Kalau sudah terjadi kerusakan lingkungan, seperti banjir, misalnya, jangan saling nyinyir atau jangan saling menyalahkan bahwa terjadinya banjir yang kali ini benar-benar sangat dahsyat akibat kelalaian pejabat si anu. Kenapa harus memulainya dengan debat yang berkepanjangan? Kalau memang ada musibah banjir, langkah awal lakukan penyelamatan dulu. Tidak usah ribut-ribut di media sampai-sampai saling tuding pengamat dengan pejabat publik atau tokoh masyarakat dengan pejabat publik. Selesaikan dulu masalah-masalah yang mendesak yang berkaitan dengan masalah-masalah kemanusiaan. Membantu orang yang terkena musibah itu sesuatu yang diutamakan dan wajib hukumnya. Media massa atau sosial jangan karena cari keuntungan komersial memancing-mancing orang untuk ikut-ikut komentar yang cenderung nyinyir. Jadi, hindari sikap masa bodo. Jangan ikuti seperti yang dikatakan The Beatles dalam lirik lagunya “Obladi Oblada” yang mengatakan berulang-ulang ` Ob la di, ob-la-da, life goes on, bra.

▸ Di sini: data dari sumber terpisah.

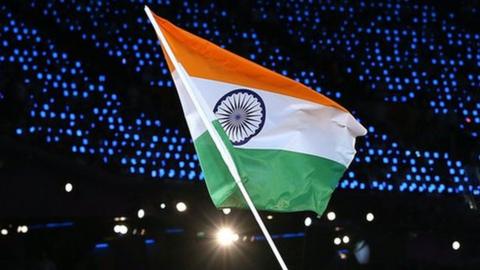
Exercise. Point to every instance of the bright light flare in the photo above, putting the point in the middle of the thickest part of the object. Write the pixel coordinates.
(226, 237)
(181, 207)
(331, 216)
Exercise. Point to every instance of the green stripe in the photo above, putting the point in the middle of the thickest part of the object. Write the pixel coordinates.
(276, 180)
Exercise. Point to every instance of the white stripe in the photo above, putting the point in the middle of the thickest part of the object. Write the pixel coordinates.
(291, 124)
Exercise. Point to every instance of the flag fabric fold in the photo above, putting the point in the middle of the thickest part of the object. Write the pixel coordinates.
(290, 144)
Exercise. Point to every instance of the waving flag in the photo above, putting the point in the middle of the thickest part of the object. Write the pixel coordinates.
(290, 144)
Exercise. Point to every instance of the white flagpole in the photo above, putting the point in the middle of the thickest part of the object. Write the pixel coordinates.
(207, 118)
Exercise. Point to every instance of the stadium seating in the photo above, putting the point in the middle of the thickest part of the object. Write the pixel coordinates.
(387, 48)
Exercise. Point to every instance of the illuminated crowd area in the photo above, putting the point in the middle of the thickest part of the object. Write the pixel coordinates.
(89, 80)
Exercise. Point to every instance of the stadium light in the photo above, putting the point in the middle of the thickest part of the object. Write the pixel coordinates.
(181, 207)
(456, 245)
(68, 187)
(120, 229)
(226, 237)
(22, 229)
(337, 241)
(308, 221)
(140, 213)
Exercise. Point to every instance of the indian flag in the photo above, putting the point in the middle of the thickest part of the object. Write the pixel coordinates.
(289, 143)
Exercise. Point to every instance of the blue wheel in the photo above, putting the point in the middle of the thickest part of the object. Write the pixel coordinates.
(241, 113)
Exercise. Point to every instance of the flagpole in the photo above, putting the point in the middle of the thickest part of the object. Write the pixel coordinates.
(207, 118)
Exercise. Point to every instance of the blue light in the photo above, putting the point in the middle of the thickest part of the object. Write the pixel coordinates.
(101, 246)
(149, 241)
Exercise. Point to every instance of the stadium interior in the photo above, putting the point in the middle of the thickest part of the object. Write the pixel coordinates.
(98, 170)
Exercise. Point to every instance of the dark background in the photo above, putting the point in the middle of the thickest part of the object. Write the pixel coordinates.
(85, 98)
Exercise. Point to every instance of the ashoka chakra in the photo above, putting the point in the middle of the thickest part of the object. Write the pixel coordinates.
(241, 113)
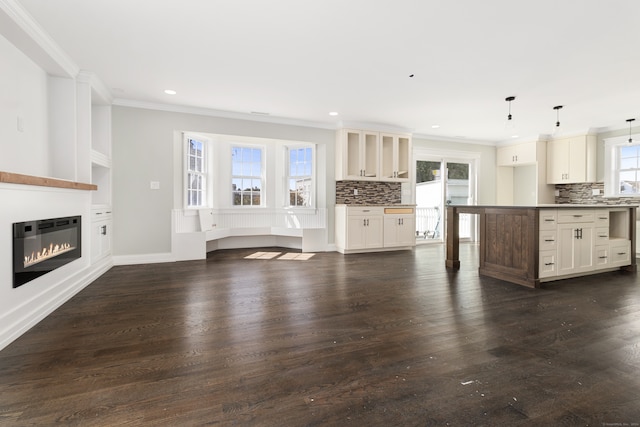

La-la, how the life goes on.` Di petikan lirik itu tampak sekali menurut mereka `kalau yang sudah berlalu biarkan saja berlalu seperti kehidupan yang terus berlangsung`. Bukankah petikan dari lirik lagu itu sebenarnya mengajarkan pendengarnya agar cuek saja dengan masalah kehidupan termasuk cuek saja dengan masalah kepedulian? Dengan kata lain, sama seperti yang populer dikatakan orang:`emangnya gue pikirin.` Wallahu a`lam bissawab.
Sumber Gambar/Foto:
- (https://images.app.goo.gl/EkomXqnP4eFTfy2T9)
- (https://images.app.goo.gl/SehqJ8fyMLPEYDrG6)
- (https://images.app.goo.gl/KPsK7xiN4F4hUxmk9)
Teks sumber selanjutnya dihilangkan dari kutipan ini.